Want a specific view from your location on the globe? Visit Stellarium and enter your location.
What is that bright twinkling star?
This star is enchanting, so much so that – every year, beginning in Northern Hemisphere autumn – we get many, many questions about a multicolored star twinkling in the southeastern to southern sky after midnight. This star typically turns out to be Sirius, which is in the constellation Canis Major the Greater Dog and is sometimes called the Dog Star.
Why does Sirius twinkle so much?
Sirius appears to flash different colors when it’s low in the sky. Really, all the stars are flashing different colors, because light is composed of all the colors of a rainbow, and the journey through our atmosphere breaks starlight into its component colors via refraction. But you don’t notice the colors of the other stars much, because they’re not as bright as Sirius. Sirius is the brightest star visible from anywhere on Earth.

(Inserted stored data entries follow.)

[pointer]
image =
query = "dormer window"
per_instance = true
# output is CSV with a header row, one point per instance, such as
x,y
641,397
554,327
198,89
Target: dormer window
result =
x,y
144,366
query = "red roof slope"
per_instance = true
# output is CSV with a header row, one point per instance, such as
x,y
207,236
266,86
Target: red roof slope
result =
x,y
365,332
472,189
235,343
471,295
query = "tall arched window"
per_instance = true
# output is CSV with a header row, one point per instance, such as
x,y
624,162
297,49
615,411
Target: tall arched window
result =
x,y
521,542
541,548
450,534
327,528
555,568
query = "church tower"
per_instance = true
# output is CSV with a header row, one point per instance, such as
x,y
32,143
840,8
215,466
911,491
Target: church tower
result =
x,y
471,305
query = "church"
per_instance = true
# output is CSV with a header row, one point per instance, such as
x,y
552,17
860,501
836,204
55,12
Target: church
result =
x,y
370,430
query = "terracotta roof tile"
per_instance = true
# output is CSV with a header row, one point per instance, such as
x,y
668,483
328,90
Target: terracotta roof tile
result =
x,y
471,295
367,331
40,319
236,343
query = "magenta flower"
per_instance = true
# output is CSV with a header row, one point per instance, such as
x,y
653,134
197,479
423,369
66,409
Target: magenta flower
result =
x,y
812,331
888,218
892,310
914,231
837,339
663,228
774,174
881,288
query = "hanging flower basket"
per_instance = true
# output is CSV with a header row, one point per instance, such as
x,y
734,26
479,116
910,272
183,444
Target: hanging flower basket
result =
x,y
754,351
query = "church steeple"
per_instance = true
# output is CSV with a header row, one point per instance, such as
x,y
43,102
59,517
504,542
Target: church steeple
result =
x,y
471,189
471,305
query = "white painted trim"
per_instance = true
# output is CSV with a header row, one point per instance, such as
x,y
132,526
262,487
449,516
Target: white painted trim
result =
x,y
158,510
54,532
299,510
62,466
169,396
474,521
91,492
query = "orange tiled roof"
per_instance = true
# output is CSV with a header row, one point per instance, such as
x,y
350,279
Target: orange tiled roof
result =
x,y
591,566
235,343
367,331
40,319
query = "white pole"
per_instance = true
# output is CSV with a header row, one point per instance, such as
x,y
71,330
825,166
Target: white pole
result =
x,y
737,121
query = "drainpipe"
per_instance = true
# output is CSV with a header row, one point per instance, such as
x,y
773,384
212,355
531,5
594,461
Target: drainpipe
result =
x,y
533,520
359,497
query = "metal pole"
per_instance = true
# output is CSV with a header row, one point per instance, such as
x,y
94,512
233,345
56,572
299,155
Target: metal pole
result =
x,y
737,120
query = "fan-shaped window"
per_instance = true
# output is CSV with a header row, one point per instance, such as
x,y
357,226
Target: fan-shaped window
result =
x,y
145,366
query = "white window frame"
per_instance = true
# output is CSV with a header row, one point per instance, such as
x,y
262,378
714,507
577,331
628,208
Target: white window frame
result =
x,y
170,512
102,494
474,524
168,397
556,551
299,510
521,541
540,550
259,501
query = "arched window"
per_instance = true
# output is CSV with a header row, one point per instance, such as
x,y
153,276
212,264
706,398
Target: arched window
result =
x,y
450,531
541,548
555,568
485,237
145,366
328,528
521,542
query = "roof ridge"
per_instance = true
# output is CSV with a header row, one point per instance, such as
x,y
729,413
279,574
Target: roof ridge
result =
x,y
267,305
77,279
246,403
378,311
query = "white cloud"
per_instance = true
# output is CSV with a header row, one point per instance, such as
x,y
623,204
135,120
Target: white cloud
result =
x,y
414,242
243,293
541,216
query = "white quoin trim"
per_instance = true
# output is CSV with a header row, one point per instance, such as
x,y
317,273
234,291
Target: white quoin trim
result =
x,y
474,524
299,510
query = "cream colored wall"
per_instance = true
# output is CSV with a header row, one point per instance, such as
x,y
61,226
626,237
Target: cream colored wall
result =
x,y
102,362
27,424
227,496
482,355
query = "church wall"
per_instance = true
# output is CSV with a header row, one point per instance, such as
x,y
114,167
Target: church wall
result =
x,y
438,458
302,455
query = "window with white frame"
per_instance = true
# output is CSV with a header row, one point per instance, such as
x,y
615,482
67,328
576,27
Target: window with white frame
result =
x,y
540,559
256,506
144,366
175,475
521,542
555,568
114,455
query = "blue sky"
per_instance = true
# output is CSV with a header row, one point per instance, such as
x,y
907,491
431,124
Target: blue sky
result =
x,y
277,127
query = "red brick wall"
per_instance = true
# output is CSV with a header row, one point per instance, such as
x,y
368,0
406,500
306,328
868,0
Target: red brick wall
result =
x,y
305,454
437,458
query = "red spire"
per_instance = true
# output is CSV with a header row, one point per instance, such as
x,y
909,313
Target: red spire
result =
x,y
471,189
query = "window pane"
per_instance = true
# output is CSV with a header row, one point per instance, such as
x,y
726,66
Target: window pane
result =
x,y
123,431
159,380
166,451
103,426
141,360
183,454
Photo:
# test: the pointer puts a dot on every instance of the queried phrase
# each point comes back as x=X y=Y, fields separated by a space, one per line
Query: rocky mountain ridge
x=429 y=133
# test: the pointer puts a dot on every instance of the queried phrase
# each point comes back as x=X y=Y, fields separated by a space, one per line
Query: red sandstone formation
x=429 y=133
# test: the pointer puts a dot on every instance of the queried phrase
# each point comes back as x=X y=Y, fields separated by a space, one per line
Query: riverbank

Since our atmosphere is causing the light to break into its colors, and since Sirius is often seen low in the sky now (where you are peering at it through a thicker layer of atmosphere than when it’s overhead), the flashing colors of Sirius are very obvious. When Sirius is higher in the sky – which it is close to dawn in the month of October – or in the evening sky in January and February – you’ll find that Sirius shines with a steadier, whiter light.
So, on these October mornings, watch as Sirius winks at you in the wee hours before dawn!
Bottom line: We get many questions about a bright, colorful, twinkling star on these October mornings. It’s the brightest star, Sirius, in the constellation Canis Major, brightest in the sky. You’ll know it’s Sirius, because Orion’s Belt always points to it.